Marie-Guite Dufay va rencontrer le ministre du Travail vendredi 18 novembre

Publié le 17/11/2022 - 16:45
Mis à jour le 17/11/2022 - 16:25

La présidente de Région Marie-Guite Dufay accueillera, vendredi 18 novembre, le ministre du Travail Olivier Dussopt, ainsi que les hauts-commissaires à l’Emploi (Thibaut Guilluy) et aux Compétences (Carine Seiler). Cette visite sera l’occasion pour la présidente de "revenir sur les acquis du Pacte régional d’investissement dans les compétences" et "d’alerter l’État sur la mise en place de France Travail".

Marie-Guite Dufay, présidente de la Région Bourgogne Franche-Comté © Alexane Alfaro
Marie-Guite Dufay, présidente de la Région Bourgogne Franche-Comté © Alexane Alfaro

"Les premières annonces concernant la création de France Travail ne rassurent pas sur les modalités de financement et la gouvernance de la formation des demandeurs d’emploi.
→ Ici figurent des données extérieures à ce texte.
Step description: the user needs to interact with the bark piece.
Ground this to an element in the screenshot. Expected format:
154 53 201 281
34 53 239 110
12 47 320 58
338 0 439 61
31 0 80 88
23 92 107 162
Cette réforme ne doit en aucun cas remettre en cause nos acquis concernant l’accompagnement des personnes très éloignées de l’emploi. L’annonce par le ministre du Travail de la refonte du Plan d’Investissement dans les Compétences (PIC), assortie de la disparition du Haut-commissariat, laissent présager de la suppression à venir du volet régional du dispositif, qui a pourtant permis des avancées remarquables. En effet, depuis 2018 et jusqu’en 2023, 780 millions d’euros d’investissements, soit 362 millions d’euros pour l’État et 416 millions d’euros pour la Région, ont été investis pour sa mise en place", précise Marie-Guite Dufay.

En chiffres :

En Bourgogne-Franche-Comté, cette mobilisation conjointe a permis :

  • De former plus de 100.000 personnes entre 2019 et 2022, soit "20 % de plus que l’objectif visé sur la période" ;
  • D’accompagner des personnes parmi les plus vulnérables :
    - 60 % des personnes formées n’avaient aucune qualification ;
    - 20 % étaient bénéficiaires du RSA (contre 12% au niveau national), grâce à un partenariat étroit avec les départements ; 40 % avaient moins de 30 ans ;
  • D’enregistrer plus de 69 % d’entrées en formation sur quatre secteurs prioritaires/en tension (BTP, numérique, industrie, services à la personne) ;
  • D’atteindre un taux de certification de 78 % pour les publics infra-bac ;
  • Des effets sur le retour à l’emploi : avec un taux d’insertion à l’emploi de 69 % dans les six mois après la sortie de formations qualifiantes (source Enquête EMFOR – sortants de formation Région 2020).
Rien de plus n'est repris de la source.